By way of further illustration, if a search for my name needs to be mistaken, this common top 20 result from the combination of Michael + Silverton belongs near the top of the stack. (Note: I have no relation to AnneMarie whatsoever, although she obviously does the surname brand proud!)

In contrast to other search engines, Ask.com almost gets it right (but for over-weighting Wikipedia and the erroneous www in the second listed URL). At least Wikipedia's approach disambiguates from other instances of a name and helps create a more credible portrayal of people; and all are open to public review, critique, and correction to keep things real.

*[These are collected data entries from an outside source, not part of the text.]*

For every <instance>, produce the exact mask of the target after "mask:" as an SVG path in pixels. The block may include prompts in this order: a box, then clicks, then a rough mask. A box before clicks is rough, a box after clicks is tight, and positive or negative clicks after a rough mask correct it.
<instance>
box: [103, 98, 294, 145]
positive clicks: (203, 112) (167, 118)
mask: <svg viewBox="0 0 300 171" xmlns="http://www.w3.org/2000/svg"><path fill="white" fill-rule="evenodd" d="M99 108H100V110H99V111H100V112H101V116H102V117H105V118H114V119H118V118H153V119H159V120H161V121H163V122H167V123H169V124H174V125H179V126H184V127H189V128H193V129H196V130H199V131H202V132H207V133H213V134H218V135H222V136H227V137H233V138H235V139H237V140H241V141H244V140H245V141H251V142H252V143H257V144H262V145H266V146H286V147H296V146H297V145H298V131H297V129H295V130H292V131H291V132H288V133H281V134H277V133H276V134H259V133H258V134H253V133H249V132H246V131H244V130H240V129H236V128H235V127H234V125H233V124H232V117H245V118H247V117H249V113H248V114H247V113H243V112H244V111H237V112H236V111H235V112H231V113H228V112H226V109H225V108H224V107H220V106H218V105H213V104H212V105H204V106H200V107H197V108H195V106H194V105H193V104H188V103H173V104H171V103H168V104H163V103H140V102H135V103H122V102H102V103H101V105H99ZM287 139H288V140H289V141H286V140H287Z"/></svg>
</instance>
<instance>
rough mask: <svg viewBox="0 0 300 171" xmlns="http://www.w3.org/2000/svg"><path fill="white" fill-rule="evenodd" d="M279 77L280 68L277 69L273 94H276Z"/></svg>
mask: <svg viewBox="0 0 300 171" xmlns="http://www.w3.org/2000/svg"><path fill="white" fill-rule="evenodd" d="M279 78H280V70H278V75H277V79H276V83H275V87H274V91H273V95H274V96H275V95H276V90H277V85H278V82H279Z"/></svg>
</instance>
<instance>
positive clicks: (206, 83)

The point in all this: if the site or sites that YOU LIST FIRST (after all, it is YOUR online identity) are at the top of the search engine results, we learn a lot more about you, more quickly. In my case, I can share that I enjoy and value the work of people from Lanier to Kurzweil, that I'm a General Aviation enthusiast and volunteer of various community and innovator-enabling organizations. This is a dramatic departure from a plain "google me" and find some random post about PCMCIA drivers for Linux laptops, a Usenet post circa 1995, or a Fidonet post, circa 1992.

Who owns YOU Online? No question about it, YOU DO ... and since more and more of your content -- the online YOU -- is creating the VALUE of their networks and services, the accidental designers of your inadvertent dossier owe you simple and secure tools for Online Identity Management (OIM).